Explanation of values transformed:

| Int Value | 16-bit Binary        | Bytes (little-endian)  | Interpreted Unsigned Bytes  |
|-----------|----------------------|------------------------|-----------------------------|
|    -2     | 11111111 11111110    | 0xFE 0xFF              | 254, 255                    |
|    -1     | 11111111 11111111    | 0xFF 0xFF              | 255, 255                    |
|     0     | 00000000 00000000    | 0x00 0x00              | 0, 0                        |
|     1     | 00000000 00000001    | 0x01 0x00              | 1, 0                        |
|     2     | 00000000 00000010    | 0x02 0x00              | 2, 0                        |
|     4     | 00000000 00000100    | 0x04 0x00              | 4, 0                        |
|  1024     | 00000100 00000000    | 0x00 0x04              | 0, 4                        |

In [18]:
# a 4 in the most significant byte of a 2-byte unsigned integer is 1024.
memv_oct[5] = 4
memv_oct.tolist()

[254, 255, 255, 255, 0, 4, 1, 0, 2, 0]

In [19]:
numbers

array('h', [-2, -1, 1024, 1, 2])

```
[0,4]

First byte = 0 → 00000000 (low byte)

Second byte = 4 → 00000100 (high byte)

high byte + low byte = 00000100 00000000

   4           0     
00000100   00000000  
   ↑           ↑     
high byte   low byte 
```
$$2^{10} = 1024$$

![Figure 32](https://raw.githubusercontent.com/berserkhmdvhb/Training-Python/main/figures/Part_I/32.PNG)

Link: [fluentpython.com: “Parsing binary records with struct”.](https://fpy.li/2-18)

Meanwhile, if you are doing advanced numeric processing in arrays, you should be
using the NumPy libraries.

## NumPy

NumPy implements multidimensional, homogeneous arrays and matrix types that hold not only numbers but also user-defined records, and provides efficient element-wise operations.

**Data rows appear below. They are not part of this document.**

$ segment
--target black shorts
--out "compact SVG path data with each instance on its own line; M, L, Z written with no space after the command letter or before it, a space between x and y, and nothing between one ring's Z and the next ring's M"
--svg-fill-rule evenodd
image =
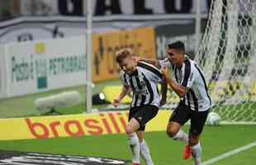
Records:
M188 120L191 120L189 134L199 135L203 130L207 119L209 110L196 111L191 110L188 106L181 101L173 111L169 121L175 121L183 125Z
M135 118L140 123L138 130L145 130L145 124L153 119L159 112L159 107L153 105L130 107L129 112L129 121Z

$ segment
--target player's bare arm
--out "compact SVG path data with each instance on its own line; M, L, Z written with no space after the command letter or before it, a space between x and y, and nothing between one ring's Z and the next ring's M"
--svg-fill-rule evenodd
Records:
M164 78L161 82L161 100L160 100L160 106L163 106L166 103L167 98L167 82Z
M150 64L153 64L154 66L160 68L160 64L159 64L159 61L157 60L157 59L143 59L141 57L139 57L139 56L135 56L134 57L135 59L139 62L139 61L144 61L144 62L146 62L146 63L149 63Z
M187 87L183 87L176 83L168 75L168 68L162 67L161 73L163 73L164 79L169 86L171 86L172 89L180 97L184 97L186 93L188 91Z
M112 105L117 106L120 101L126 97L126 95L131 92L131 87L130 86L122 86L122 89L119 97L113 100Z

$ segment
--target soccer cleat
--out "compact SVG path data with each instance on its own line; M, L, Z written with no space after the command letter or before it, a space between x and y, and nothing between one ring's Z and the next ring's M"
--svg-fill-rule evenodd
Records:
M189 145L186 145L183 153L183 158L187 159L191 157L191 148Z

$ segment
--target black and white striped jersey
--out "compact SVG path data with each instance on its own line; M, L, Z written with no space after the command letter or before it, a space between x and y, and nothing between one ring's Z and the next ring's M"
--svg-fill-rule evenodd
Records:
M172 64L168 59L159 61L161 66L172 67L175 81L179 85L188 87L188 92L182 101L192 110L204 111L211 105L207 85L201 69L195 61L185 55L185 61L181 68ZM174 78L173 78L174 79Z
M143 105L159 106L158 83L162 81L162 74L159 68L149 64L139 62L132 74L121 71L120 78L123 85L132 88L131 107Z

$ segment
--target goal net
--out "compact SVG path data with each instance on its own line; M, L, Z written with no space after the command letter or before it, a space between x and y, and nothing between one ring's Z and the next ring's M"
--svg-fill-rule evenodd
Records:
M256 123L255 53L256 1L212 1L196 60L225 121Z
M211 111L226 123L256 123L256 1L212 0L195 60L204 72ZM168 106L179 98L168 94Z

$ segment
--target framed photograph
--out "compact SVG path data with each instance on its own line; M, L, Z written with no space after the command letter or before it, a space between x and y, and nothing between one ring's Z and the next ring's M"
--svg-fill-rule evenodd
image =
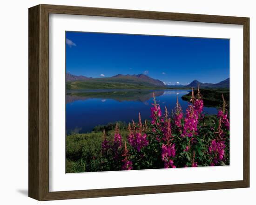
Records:
M249 186L249 18L29 9L29 196Z

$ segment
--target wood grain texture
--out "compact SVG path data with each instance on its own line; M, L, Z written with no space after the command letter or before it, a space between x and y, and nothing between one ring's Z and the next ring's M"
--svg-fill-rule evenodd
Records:
M28 13L28 196L40 198L40 6Z
M243 26L243 179L240 181L49 192L49 14L86 15ZM29 9L29 196L39 200L248 187L249 186L249 19L40 5Z

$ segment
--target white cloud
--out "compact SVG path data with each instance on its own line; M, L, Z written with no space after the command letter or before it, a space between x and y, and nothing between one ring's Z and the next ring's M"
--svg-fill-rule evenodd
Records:
M145 75L148 75L148 70L145 70L143 73Z
M70 48L72 46L76 46L76 44L73 42L71 40L69 40L68 38L66 39L66 43Z

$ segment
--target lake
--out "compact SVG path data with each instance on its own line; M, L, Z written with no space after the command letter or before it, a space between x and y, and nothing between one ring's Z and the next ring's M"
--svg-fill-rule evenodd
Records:
M166 106L169 113L174 110L177 96L183 113L189 102L182 96L189 93L184 90L67 90L66 95L66 130L71 133L91 132L99 125L122 121L130 122L150 119L153 93L163 113ZM205 114L216 115L215 108L204 107Z

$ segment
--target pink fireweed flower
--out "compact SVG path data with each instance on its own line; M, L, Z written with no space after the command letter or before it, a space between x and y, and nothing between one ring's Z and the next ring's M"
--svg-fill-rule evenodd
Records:
M119 134L119 129L118 129L118 124L117 123L115 127L115 130L114 136L114 145L115 147L118 148L122 147L122 136Z
M171 119L168 119L164 123L164 127L162 128L163 134L163 140L165 141L168 141L172 137L170 121Z
M183 149L183 152L188 152L189 150L189 147L188 145L187 145L187 147L186 147L186 149Z
M225 142L223 141L216 141L213 140L211 142L208 148L209 153L213 156L212 166L217 164L218 160L222 160L225 155Z
M124 144L124 150L122 156L124 157L124 159L122 160L123 164L122 166L122 169L123 170L131 170L133 168L133 162L128 160L128 157L130 156L128 154L128 150L126 146L126 142Z
M193 152L193 158L192 159L191 162L191 167L197 167L197 162L195 161L195 151Z
M105 129L103 129L103 140L101 143L101 152L102 154L105 155L107 154L108 150L110 148L109 142L107 139Z
M177 102L175 109L174 115L174 123L176 126L180 128L182 127L182 119L183 117L183 113L181 105L179 103L179 99L177 96Z
M228 129L229 129L229 121L228 118L228 112L226 107L227 103L224 99L224 96L222 94L222 99L223 100L223 104L222 109L220 109L218 112L217 116L219 120L221 121L222 124L223 124Z
M142 125L141 123L140 113L139 114L139 121L138 125L139 127L137 130L136 130L135 127L134 127L133 130L132 130L130 123L129 123L128 129L129 133L127 137L127 140L134 148L136 149L138 152L140 152L143 147L148 144L148 141L147 139L147 135L142 133Z
M155 100L155 93L153 94L154 103L152 103L153 107L150 108L150 111L151 115L150 117L151 117L151 124L152 125L156 125L157 126L160 125L160 122L163 122L163 119L162 117L162 113L160 106L159 104L156 103Z
M229 129L229 121L228 118L228 115L226 112L223 112L222 110L219 110L217 115L219 120L221 121L222 124L228 129Z
M192 105L189 105L186 110L186 118L184 120L184 127L182 136L191 137L193 135L197 134L197 125L198 124L198 115L195 112Z
M203 109L203 101L201 99L202 96L200 93L199 85L198 85L198 87L197 88L197 95L196 96L197 99L195 99L194 96L194 91L193 91L192 88L192 98L193 98L193 99L192 101L194 105L194 109L195 112L197 112L198 115L200 115Z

SciPy is a library, written on top of NumPy, offering many scientific computing algorithms from linear algebra, numerical calculus, and statistics. SciPy is fast and reliable because it leverages the widely used C and Fortran codebase from the [Netlib Repository](https://fpy.li/2-19). In other words, SciPy gives scientists the best of both worlds: an interactive prompt and high-level Python APIs, together with industrial-strength numbercrunching functions optimized in C and Fortran.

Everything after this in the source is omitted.